Welcome to the Food Borne Disease Site. The sources of the foodborne illness pathogens are ubiquitous. Food and food products will always be contaminated with low levels of pathogens. At low levels, pathogenic microorganisms cause no problems. At illness thresholds, however, they can make people ill and cause death.

Thursday, December 08, 2022

Alpha-gal Syndrome

Alpha-gal syndrome (AGS) (also called alpha-gal allergy, red meat allergy, or tick bite meat allergy) is a serious, potentially life-threatening allergic reaction. It is a reaction to the carbohydrate galactose-alpha-1,3-galactose ("alpha-gal"), whereby the body is overloaded with immunoglobulin E (IgE) antibodies on contact with the carbohydrate.

Most patients that become allergic to alpha-gal have tolerated red meat for years before being sensitized by a tick bite. In the United States, the condition usually begins with the bite of the Lone Star tick. The bite transfers a sugar molecule called alpha-gal into the body. In some people, this triggers a reaction from the body's defenses, also called the immune system.

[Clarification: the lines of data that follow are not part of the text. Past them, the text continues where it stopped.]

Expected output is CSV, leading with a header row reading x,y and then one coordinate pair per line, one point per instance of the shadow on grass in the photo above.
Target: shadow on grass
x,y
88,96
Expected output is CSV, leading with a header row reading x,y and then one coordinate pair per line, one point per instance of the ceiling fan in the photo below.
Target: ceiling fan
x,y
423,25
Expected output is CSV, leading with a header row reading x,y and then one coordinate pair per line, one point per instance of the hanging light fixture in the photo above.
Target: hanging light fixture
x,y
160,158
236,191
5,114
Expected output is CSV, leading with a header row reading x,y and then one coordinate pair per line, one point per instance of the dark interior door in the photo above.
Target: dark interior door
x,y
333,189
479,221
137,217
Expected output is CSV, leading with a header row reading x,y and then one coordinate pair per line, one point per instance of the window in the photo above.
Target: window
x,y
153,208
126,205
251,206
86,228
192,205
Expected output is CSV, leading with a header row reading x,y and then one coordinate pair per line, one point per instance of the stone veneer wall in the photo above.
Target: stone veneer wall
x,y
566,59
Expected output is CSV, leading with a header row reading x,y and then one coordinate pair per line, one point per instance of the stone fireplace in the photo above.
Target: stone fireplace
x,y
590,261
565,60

Alpha-gal patients often to have digestive symptoms, such as rash, hives, nausea or vomiting, difficulty breathing, drop in blood pressure, dizziness or faintness and severe stomach pain. Unlike most food allergies, these symptoms typically occur 3-6 hours after eating red meat or dairy products.

Most food allergies are directed against a protein molecule, but alpha-gal is unusual because it is a carbohydrate, and a delay in its absorption may explain the delay in symptoms.

Foods or food ingredients may contain alpha-gal:

*Mammalian meat (such as beef, pork, lamb, venison, rabbit, etc.) can contain high amounts of alpha-gal. Certain cuts of meat may contain more alpha-gal than others.

*Food products that contain milk and milk products typically contain alpha-gal. Many patients with AGS can tolerate milk products. Cow’s milk is the only alpha-gal containing ingredient classified as a major food allergen.

*Other foods that cause allergic reactions in people are egg, fish, wheat, shellfish, tree nuts, peanuts, and soybeans.